Upgrading your Downlights
Downlights, also referred to as ‘recessed lights’, are a common feature in homes and commercial spaces, and have been around for years. This style of lighting continues to be a popular option, however, with new advancements in technology there are improved offerings on the market which may make you consider upgrading.
Downlights installed before 2012 have a direct impact on the effectiveness of your ceiling insulation. Safety regulations require that a 150mm gap is left between older technology downlights and the insulation to reduce the risk of fire. But this creates holes in your insulation and reduces its ability to hold heat. In fact, studies have shown that having older technology downlights every five square metres reduces insulation effectiveness by up to 10%. Switching to modern LED downlight fittings eliminates the need for this safety gap because they don’t generate as much heat as halogen lamps.
If you decide to make the switch from halogen to LED, you can either make adjustments to your existing downlights or install new ones. Weigh up the options to see which is most suitable for your application.

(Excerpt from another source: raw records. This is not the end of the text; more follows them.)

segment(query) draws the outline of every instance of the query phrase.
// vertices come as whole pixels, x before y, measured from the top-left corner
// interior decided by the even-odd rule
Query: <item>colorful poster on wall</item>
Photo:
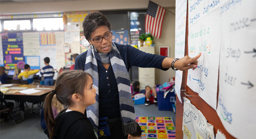
[[[214,139],[213,126],[203,113],[185,97],[182,131],[183,139]]]
[[[128,30],[112,30],[112,41],[121,44],[128,44]]]
[[[24,54],[26,56],[39,56],[40,39],[39,32],[23,33]]]
[[[3,64],[6,69],[23,68],[25,62],[22,33],[2,33],[1,36]]]
[[[40,45],[55,45],[55,43],[54,32],[40,33]]]
[[[186,32],[187,0],[176,1],[175,17],[175,57],[184,57]],[[182,103],[181,97],[181,88],[183,71],[176,71],[175,73],[175,91],[179,101]]]

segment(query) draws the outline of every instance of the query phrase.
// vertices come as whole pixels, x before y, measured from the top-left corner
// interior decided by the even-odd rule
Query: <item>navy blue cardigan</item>
[[[130,45],[114,43],[120,52],[127,72],[132,66],[154,68],[164,70],[169,69],[163,69],[162,66],[166,56],[147,53]],[[84,70],[87,54],[87,51],[76,58],[74,70]],[[101,62],[97,63],[99,78],[99,117],[107,116],[109,119],[111,119],[120,117],[118,90],[116,81],[114,80],[115,78],[113,70],[111,66],[107,70]]]

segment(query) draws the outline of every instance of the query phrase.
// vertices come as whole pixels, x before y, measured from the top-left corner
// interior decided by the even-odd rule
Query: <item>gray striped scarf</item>
[[[87,117],[94,128],[98,127],[99,115],[99,74],[97,61],[110,63],[117,84],[119,94],[120,110],[123,124],[123,132],[125,135],[136,130],[136,121],[133,103],[132,99],[130,78],[124,62],[115,45],[112,42],[110,51],[99,53],[95,48],[90,47],[87,51],[85,71],[90,74],[93,79],[93,87],[97,90],[96,102],[87,107]]]

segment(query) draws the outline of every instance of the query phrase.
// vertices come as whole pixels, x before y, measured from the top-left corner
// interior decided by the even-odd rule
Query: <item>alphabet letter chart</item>
[[[220,45],[220,0],[188,1],[188,56],[200,53],[198,68],[188,71],[187,85],[216,109]]]
[[[221,42],[217,112],[237,138],[255,138],[256,1],[225,1],[220,8]]]

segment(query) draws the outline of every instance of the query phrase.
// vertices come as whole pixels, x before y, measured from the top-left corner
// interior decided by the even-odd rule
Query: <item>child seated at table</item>
[[[84,114],[86,108],[96,101],[96,90],[92,78],[81,70],[63,71],[58,77],[55,89],[45,100],[45,133],[50,139],[97,139],[97,133]],[[52,103],[53,96],[68,108],[60,112],[55,119]]]
[[[18,76],[20,73],[20,69],[19,68],[15,69],[14,70],[14,75],[13,76],[13,80],[19,80],[18,78]]]
[[[157,96],[156,91],[156,85],[154,85],[153,90],[152,90],[151,88],[148,86],[147,86],[145,87],[145,91],[146,92],[145,96],[146,99],[145,106],[147,106],[149,105],[151,103],[152,104],[157,103]],[[152,93],[154,95],[154,96],[152,95]]]
[[[25,64],[24,66],[25,71],[19,75],[18,78],[20,79],[22,79],[24,81],[27,81],[28,84],[31,83],[33,82],[33,78],[35,74],[39,72],[38,70],[30,70],[30,66],[28,64]]]

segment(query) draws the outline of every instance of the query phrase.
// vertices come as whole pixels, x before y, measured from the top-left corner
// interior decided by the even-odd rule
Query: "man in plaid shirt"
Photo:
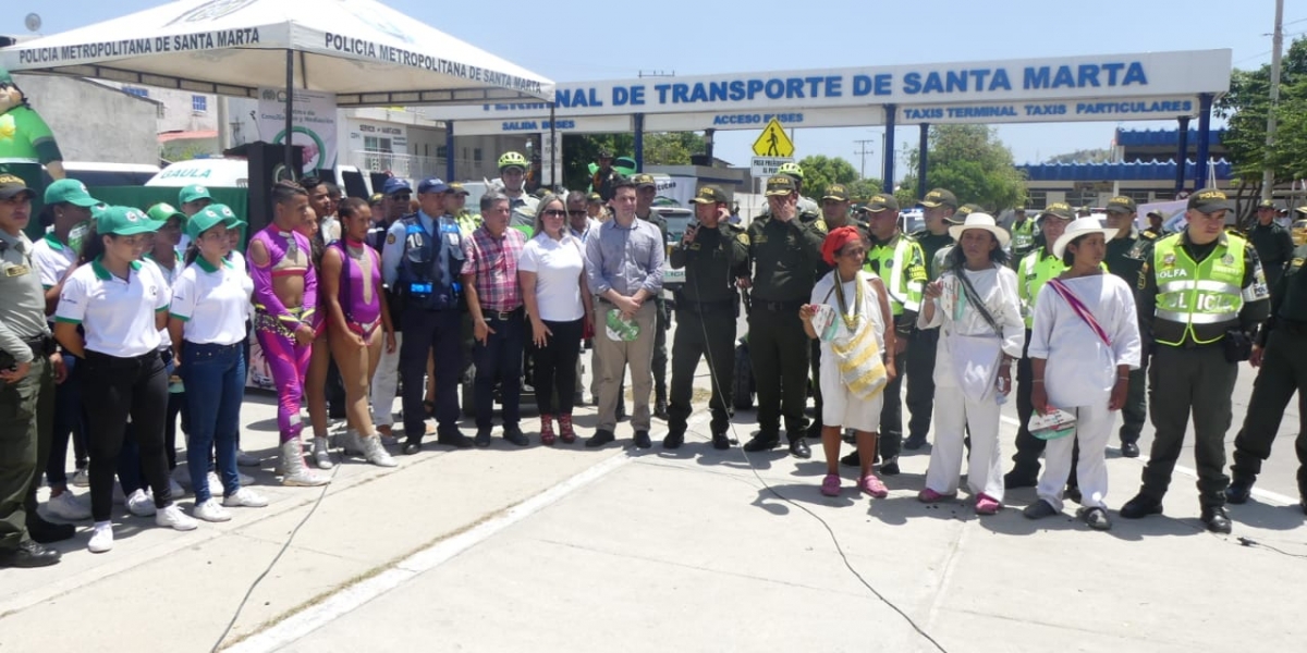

Option 1: Keep the existing downlights
You can use your existing fixtures exactly as they are by replacing the MR16 50W halogens with retrofit MR16 LEDs. They should operate from the existing transformers, however, there are instances when they may not be compatible. In this case, you’ll need to replace your transformers too. In addition, check if the transformers in place are dimmable or not. If they’re not dimmable and you would like this function, you’ll need to replace them and you’ll also have to invest in an LED compatible dimmer switch. Should you choose to forgo your retro fittings and convert your existing downlights into mains voltage GU10, then you’ll need to install GU10 lamp holders. This requires the transformer to be disconnected and some rewiring, all to be done by a qualified electrician.
Option 2: Install new downlights
If you decide to go this route, you can either install new GU10 downlights or integrated LED downlights. While GU10 are more affordable and can be replaced, they do have a shorter life expectancy. Integrated downlights have built-in, non-replaceable LEDs. They’re also generally brighter and are arguably more aesthetically pleasing than their GU10 counterparts.